The concept of the goddess bearing a daughter rocked me, yet the more I mulled it over, the more sense it made. My best friend was so much better than other humans, so of course she wasn’t one. No, she was something more. Something godly.

“Maybe you’ll get to marry up, after all,” I told Ky.

He said nothing. When I glanced up, his expression was tight.

The unfamiliarity of it gave me pause. “This doesn’t change anything for you, does it?”

“I never imagined I’d marry a goddess,” he said slowly. “Aside from the one I already have, of course.”

“Oh, stop it. I’m no goddess.”

He made a tutting noise. “I thought we’d established that you’re exceptional. And that I’m a fount of wisdom and truth.”

I rolled my eyes. “And bullshit, clearly. Lots of it.”

“Only half the time.”

“Uh-huh. And which half are we dealing with right now?”

He aimed a fond smile at me. “The truthful one, of course.”

My chest fluttered, which I ignored. “Fine. Then if I’m a goddess, you should listen to what I tell you, and I’m saying you need to marry Amryssa.

Now more than ever.

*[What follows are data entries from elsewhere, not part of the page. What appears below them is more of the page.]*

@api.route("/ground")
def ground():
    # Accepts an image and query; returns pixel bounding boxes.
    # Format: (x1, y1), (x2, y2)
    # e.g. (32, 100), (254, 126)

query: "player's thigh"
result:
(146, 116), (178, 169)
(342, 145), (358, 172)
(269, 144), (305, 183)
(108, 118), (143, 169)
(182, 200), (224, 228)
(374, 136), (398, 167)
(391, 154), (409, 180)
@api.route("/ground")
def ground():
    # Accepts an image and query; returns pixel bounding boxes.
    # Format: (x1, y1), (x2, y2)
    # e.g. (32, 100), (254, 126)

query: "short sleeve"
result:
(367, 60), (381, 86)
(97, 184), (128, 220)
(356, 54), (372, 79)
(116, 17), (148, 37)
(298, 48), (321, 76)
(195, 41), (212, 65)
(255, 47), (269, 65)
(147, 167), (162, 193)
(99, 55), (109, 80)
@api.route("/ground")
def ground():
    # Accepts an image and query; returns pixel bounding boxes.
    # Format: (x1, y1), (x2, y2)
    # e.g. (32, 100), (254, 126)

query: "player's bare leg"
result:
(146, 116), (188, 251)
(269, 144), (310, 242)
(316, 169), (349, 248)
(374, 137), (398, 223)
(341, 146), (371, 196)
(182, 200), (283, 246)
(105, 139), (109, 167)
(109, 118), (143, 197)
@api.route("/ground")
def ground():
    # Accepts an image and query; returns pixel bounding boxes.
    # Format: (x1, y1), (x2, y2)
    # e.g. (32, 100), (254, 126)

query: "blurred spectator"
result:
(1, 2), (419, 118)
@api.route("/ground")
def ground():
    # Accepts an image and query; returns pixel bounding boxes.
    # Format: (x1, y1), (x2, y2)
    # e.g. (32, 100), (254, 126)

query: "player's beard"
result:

Because if the Lady Marche made some kind of promise to give her back, then broke it, I need to get Amryssa as far from here as possible. ”

For long moments, he didn’t answer. His chest rose and fell beneath my cheek. “Does that mean you’ll tell her? What she is?”

“I...” Silence welled. I didn’t like that question. “Can we just keep going?”

He didn’t argue. He propped up the book again, and we read on, about how the Lady Marche had faked a pregnancy while Zephyrine carried a true one.

Olivian knew, but no one else, and on the day the child was born, the Lady went into the swamp.

She emerged not only with her long-awaited baby, but an antler-hilted dagger, gifted from the goddess.

The knife holds a piece of Zephyrine, she wrote. One she cut from her own breast and forged into a weapon. It will help keep my daughter safe until her eighteenth birthday, at which point I’ll return her to the swamp.

Because if I don’t, Zephyrine will fall into a peaceless sleep that will bring ruin to all Oceansgate. And the goddess will never stop looking. Never stop trying to dream her child home.

A cold shimmer rolled down my spine. I flashed back to the night Amryssa had leapt from her window, when the nightmare had helped me. And the dagger, both. They’d conspired to save her.

Which made sense, now. A terrible, horrible, sickening kind of sense.

Few entries remained after that. The Lady Marche had apparently taken to motherhood like a muskrat to the reeds, because the intervals between updates grew. Two sketches accompanied the dwindling entries—one of the dagger, another of Amryssa as a toddler.